The USB_Host_Shield library is a very good source of inspiration.
Neither did I when I played with the ESP32-WUD, so I made a tinyusb descriptor for absolute mouse that uses signed 16bits values. |
I'm talking about pushing this exact core to 12mbps, the teensy runs at 600MHz... what about keeping a C interface and a C++ wrapper for those that require it? C++ in FPGA environments is a bit harder |
have you seen the this teensy library? it seems to handle mass storage, filesystem and game controllers altogether separating C++ wrapper from C interface sounds good but I've never tried FPGA devices before, do I need additional hardware such as an oscilloscope or other special tools to play with that? |
yes, the teeny library may be useful In regards to the C interface, i think that's mandatory. you can do C++ in the FPGA but it's not as usual (indeed I implemented a complete UI with mouse/keyboard support in C++ and using C++ libraries) go get a FPGA! you need nothing for simple to intermediate things |
https://github.com/cociorbaandrei/LOGITacker_nrf52832/blob/master/logitacker/logitacker_usb.h this one has a 12bit report descriptor. |
a good driver should detect the protocol, like windows and Linux do |
it's not the driver's job to negociate a story between USB devices, windows and linux/mac use different strategies anyway.
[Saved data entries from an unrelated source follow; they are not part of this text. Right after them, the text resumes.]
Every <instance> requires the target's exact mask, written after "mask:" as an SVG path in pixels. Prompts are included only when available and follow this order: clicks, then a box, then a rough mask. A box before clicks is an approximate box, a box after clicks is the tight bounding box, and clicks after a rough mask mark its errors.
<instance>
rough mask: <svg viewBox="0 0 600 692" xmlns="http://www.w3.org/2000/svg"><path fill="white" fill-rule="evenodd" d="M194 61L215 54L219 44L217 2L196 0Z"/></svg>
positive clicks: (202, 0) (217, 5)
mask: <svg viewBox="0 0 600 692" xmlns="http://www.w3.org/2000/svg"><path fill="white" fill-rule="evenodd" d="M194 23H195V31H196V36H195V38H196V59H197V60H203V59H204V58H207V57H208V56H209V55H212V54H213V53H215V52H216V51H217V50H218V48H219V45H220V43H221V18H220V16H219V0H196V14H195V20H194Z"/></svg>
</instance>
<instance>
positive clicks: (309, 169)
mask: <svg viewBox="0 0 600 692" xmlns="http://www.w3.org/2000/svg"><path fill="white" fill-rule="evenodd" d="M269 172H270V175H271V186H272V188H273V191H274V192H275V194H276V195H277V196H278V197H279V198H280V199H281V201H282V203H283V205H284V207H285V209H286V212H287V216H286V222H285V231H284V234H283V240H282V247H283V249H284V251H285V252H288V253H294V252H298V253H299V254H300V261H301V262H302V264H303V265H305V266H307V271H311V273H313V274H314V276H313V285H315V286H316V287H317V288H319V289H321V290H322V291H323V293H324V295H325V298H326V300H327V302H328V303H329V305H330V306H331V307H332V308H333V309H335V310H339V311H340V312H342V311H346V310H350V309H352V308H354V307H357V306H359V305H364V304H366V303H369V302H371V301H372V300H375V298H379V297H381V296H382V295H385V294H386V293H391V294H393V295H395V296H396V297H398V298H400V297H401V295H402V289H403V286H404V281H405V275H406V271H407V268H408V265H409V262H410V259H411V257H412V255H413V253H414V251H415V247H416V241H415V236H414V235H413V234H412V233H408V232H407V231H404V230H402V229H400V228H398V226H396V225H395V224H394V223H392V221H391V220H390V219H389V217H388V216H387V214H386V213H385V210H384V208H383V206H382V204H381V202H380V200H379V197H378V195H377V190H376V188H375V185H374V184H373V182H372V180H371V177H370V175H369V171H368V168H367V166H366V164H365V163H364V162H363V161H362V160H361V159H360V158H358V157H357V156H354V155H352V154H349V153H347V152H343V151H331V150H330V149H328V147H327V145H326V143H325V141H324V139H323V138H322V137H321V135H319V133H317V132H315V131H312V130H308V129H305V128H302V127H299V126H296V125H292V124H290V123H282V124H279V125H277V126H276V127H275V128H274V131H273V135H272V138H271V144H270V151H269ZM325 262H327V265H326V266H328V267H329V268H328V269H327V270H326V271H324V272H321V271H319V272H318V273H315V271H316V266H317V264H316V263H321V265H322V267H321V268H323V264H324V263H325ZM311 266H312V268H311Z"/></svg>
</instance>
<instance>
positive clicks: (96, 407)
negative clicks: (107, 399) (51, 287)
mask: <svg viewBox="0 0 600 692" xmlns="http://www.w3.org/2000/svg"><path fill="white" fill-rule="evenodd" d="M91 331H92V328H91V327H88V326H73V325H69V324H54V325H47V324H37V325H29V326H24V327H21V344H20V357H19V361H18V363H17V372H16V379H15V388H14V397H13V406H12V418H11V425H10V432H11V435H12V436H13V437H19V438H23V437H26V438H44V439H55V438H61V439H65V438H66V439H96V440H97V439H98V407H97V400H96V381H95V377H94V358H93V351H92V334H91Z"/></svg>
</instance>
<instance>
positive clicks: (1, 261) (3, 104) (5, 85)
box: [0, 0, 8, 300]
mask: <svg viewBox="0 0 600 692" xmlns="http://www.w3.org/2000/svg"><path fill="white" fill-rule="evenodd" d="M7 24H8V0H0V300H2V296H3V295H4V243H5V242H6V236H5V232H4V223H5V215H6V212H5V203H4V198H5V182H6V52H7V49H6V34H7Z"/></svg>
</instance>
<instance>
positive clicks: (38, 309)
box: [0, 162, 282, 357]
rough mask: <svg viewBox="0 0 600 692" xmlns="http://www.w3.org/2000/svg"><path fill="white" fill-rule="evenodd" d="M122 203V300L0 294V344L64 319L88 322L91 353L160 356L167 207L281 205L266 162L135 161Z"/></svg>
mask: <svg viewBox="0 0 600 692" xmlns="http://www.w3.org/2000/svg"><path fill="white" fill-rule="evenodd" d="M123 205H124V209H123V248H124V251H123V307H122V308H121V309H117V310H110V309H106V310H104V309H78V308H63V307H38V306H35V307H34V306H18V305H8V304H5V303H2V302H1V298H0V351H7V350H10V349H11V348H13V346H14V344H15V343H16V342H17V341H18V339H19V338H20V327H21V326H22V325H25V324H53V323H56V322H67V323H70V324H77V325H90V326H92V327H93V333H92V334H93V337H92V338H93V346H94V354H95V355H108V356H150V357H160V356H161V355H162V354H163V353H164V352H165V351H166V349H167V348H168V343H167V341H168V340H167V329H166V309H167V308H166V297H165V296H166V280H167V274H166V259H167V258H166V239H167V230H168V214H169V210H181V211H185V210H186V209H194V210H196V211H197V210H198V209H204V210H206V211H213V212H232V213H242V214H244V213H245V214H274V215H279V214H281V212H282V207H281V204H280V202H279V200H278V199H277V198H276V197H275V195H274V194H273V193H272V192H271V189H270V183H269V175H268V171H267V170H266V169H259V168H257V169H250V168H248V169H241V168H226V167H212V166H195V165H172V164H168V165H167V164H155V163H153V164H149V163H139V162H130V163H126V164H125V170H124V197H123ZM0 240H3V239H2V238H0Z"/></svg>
For example a problem with libraries derived from tinyUSB is that their descriptor/reports are macro based, which makes it nearly impossible to have variable ID or device order, thus rendering any mixed-device implementation limited to some situations only (e.g. can't add hybrid absolute mouse/keyboard as device number 1 to a windows laptop with an existing touchpad if a second mouse already exists on the bus). Otherwise there's a way to identify the OS if you manage to capture some low level reports, then you can apply some different magic to your report descriptors depending on the situation. |
are we talking about doing a USB host right? so the host hast to adapt to the device capabilities |
we need to split the development in a module that communicates with USB devices (packet exchanging), an other that does the decoding and interpretation of packets, the latest one should be really general... just one implementation for all platforms |
Tried for a dozen hours but I can't get my head around those tinyusb changes, whatever I try doesn't compile with ESP32. I guess it's enough research for a sunday :-) |
@suarezvictor your fork is very impressive and I wish I found it earlier.
Before starting to integrate your changes, I need to establish an exhaustive board list to handle to the workflow matrix that will run the build tests. Did I miss any device?